For the 20+ stories BikeBiz.com has run on the Martlew bill, click on the link below
* Eric Martlew claimed his Bill had the support of the Prime Minister Tony Blair, Transport Secretary Alistair Darling and Home Secretary David Blunkett. However, Martlew furnished no proof of his claims.
* Martlew said the equivalent of one primary school class were killed and an entire secondary school seriously injured in cycle-related accidents every year. The death of a child is a tragedy. But the death of a child that could have been avoided is a scandal. And for every child that dies there are probably 10 severely injured many of them with brain damage.
* When asked to reply to a certain fact, Martlew said he couldn't locate the fact because he had left the relevant paper upstairs. "Nothing like being well-prepared, hey?" said a Commons commentator later...
* Martlew claimed his bill was "simple, well-defined, modest, targetted and will work."
* Sir George Young, the 'bicycling baronet', commended Martlew on his bill, and supported it. There would be no rise in obesity should children cease to be cyclists after being forced to wear cycle helmets, said Young in a considered, temperate speech. He said the policy advisor to Sustrans had written asking him not to support the bill. He acknowledged that MPs who cycled had different opinions on the helmet issue. "I hope those who disagree with me do not let my tyres down in the member's cycle racks."
* Martlew said Halfords supported his bill. He also said David Millar, the time trial specialist, was a supporter, and read out a short extract from a letter. Martlew also said Jason Queally supported the bill. This is wrong, see links below.
* The CTC was attacked by Sir George Young, Martlew and others for being "anti helmet". Martlew was aghast that the CTC could complain about last year's DfT Cycle Sense helmet campaign which used images of x-rayed skulls to make children wear helmets.
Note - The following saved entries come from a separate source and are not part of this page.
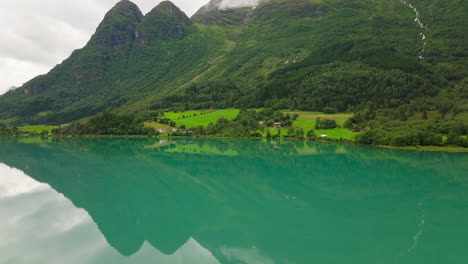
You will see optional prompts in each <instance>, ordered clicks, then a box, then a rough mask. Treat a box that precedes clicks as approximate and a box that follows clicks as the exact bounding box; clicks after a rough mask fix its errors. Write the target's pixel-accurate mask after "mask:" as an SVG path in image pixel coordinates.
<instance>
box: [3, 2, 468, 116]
mask: <svg viewBox="0 0 468 264" xmlns="http://www.w3.org/2000/svg"><path fill="white" fill-rule="evenodd" d="M228 2H229V3H231V4H226V3H228ZM244 2H246V1H237V2H236V1H220V0H213V1H211V2H210V3H208V4H207V5H206V6H204V7H202V8H201V9H200V10H199V11H198V12H197V13H196V14H195V15H194V16H193V17H192V18H188V17H187V16H186V15H185V14H184V13H183V12H182V11H181V10H180V9H179V8H178V7H176V6H175V5H174V4H173V3H171V2H169V1H164V2H162V3H160V4H159V5H158V6H156V7H155V8H154V9H153V10H152V11H151V12H149V13H148V14H146V15H145V16H143V15H142V14H141V11H140V10H139V9H138V7H137V6H136V5H135V4H133V3H131V2H130V1H127V0H123V1H120V2H119V3H118V4H117V5H116V6H115V7H114V8H112V9H111V10H110V11H109V12H108V13H107V14H106V16H105V17H104V20H103V22H102V23H101V24H100V25H99V27H98V28H97V30H96V33H95V34H94V35H93V36H92V37H91V40H90V41H89V42H88V44H87V45H86V46H85V47H84V48H82V49H80V50H77V51H75V52H74V53H73V54H72V55H71V56H70V58H68V59H67V60H65V61H64V62H63V63H62V64H60V65H58V66H56V67H55V68H54V69H53V70H51V71H50V72H49V73H47V74H45V75H42V76H38V77H36V78H34V79H33V80H31V81H29V82H27V83H26V84H24V85H23V87H21V88H20V89H17V90H15V91H10V92H8V93H7V94H5V95H3V96H1V97H0V120H3V122H12V123H17V124H46V123H50V124H61V123H66V122H69V121H72V120H77V119H80V118H83V117H87V116H90V115H93V114H95V113H97V112H99V111H102V110H103V109H106V108H109V107H114V108H117V109H119V111H123V112H135V111H138V112H141V111H149V110H160V109H196V108H198V109H200V108H205V109H206V108H226V107H239V108H240V107H274V108H296V109H301V110H313V111H322V110H323V109H324V108H331V109H335V110H336V111H353V110H355V109H357V108H359V107H361V106H363V105H369V104H372V105H374V106H376V107H380V108H396V107H399V106H401V105H403V104H407V103H410V102H412V101H414V100H416V99H421V98H438V97H440V96H442V97H444V100H445V99H447V98H453V100H455V101H456V102H457V104H460V105H461V106H463V107H464V106H466V101H467V100H466V94H467V93H466V90H467V89H468V79H467V76H468V61H467V56H468V46H467V45H465V44H464V42H465V39H466V30H465V29H466V28H467V27H468V25H467V23H468V22H467V21H468V19H467V17H468V16H467V14H468V3H466V2H464V1H460V0H447V1H433V0H405V1H403V0H400V1H397V0H394V1H389V0H365V1H361V0H331V1H322V0H270V1H257V3H258V6H256V7H252V5H251V4H242V3H244ZM232 3H234V5H233V4H232ZM242 6H244V7H242ZM454 87H455V88H454ZM448 94H449V95H448ZM437 100H438V99H437ZM447 100H448V99H447Z"/></svg>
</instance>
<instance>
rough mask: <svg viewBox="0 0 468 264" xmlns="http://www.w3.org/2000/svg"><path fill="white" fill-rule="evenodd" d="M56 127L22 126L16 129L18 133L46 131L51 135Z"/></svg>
mask: <svg viewBox="0 0 468 264" xmlns="http://www.w3.org/2000/svg"><path fill="white" fill-rule="evenodd" d="M56 128H58V127H56V126H23V127H18V129H19V131H21V132H26V133H41V132H42V131H47V133H51V132H52V130H54V129H56Z"/></svg>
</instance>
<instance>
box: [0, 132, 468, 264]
mask: <svg viewBox="0 0 468 264" xmlns="http://www.w3.org/2000/svg"><path fill="white" fill-rule="evenodd" d="M467 172H468V155H466V154H450V153H424V152H412V151H396V150H385V149H378V148H370V147H361V146H352V145H339V144H331V143H313V142H303V141H274V140H272V141H267V140H234V139H177V140H161V141H160V140H157V139H112V138H107V139H106V138H95V139H83V138H82V139H76V138H63V139H49V140H44V141H41V140H38V139H10V138H3V139H0V263H2V264H3V263H5V264H6V263H8V264H16V263H28V264H29V263H47V264H55V263H60V264H63V263H67V264H73V263H81V264H88V263H100V264H101V263H103V264H110V263H112V264H115V263H132V264H139V263H158V264H159V263H168V264H169V263H170V264H178V263H180V264H181V263H189V264H210V263H228V264H230V263H235V264H242V263H245V264H273V263H276V264H290V263H298V264H302V263H304V264H309V263H321V264H326V263H359V264H376V263H411V264H419V263H421V264H430V263H434V264H440V263H451V264H457V263H460V264H462V263H463V264H466V263H468V173H467Z"/></svg>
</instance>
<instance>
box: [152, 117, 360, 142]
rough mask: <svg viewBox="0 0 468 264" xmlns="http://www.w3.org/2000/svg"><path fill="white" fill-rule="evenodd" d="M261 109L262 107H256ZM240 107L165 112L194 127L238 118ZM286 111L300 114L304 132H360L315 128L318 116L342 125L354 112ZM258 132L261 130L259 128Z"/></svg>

* Martlew suggests CTC members should take action: "I would suggest to the CTC that if they want to be taken seriously they should change their policies and their leadership."
* Martlew: "The cycle trade association is more interested in selling bicycles than saving children."
* Edward Leigh, Cons, read out a letter from Brian Walker of Head Protection Evaluation which said that cheap helmets do not meet the tough Snell B standard or the EN1078 standard. "I have hardly ever seen a helmet worn properly," wrote Walker. On cheaper helmets "correct adjustment is not possible." Leigh asked whether 28 lives a year would really be saved by helmet compulsion.
* Leigh also quoted from a recent court case where a neurosurgeon said he had seen brain damage in patients who had been wearing cycle helmets.
* Leigh: "A layman assumes that when you wear a helmet you'll be safe but it's not a given fact that 28 lives would be saved."
* Leigh didn't want to get into a statistics fight but he did want to say that when helmet compulsion was introduced in New Zealand it led to a 20 percent fall in cycle use, and there has been little recovery. In Sydney, there was a 91 percent drop in cycle use by secondary school pupils following helmet compulsion.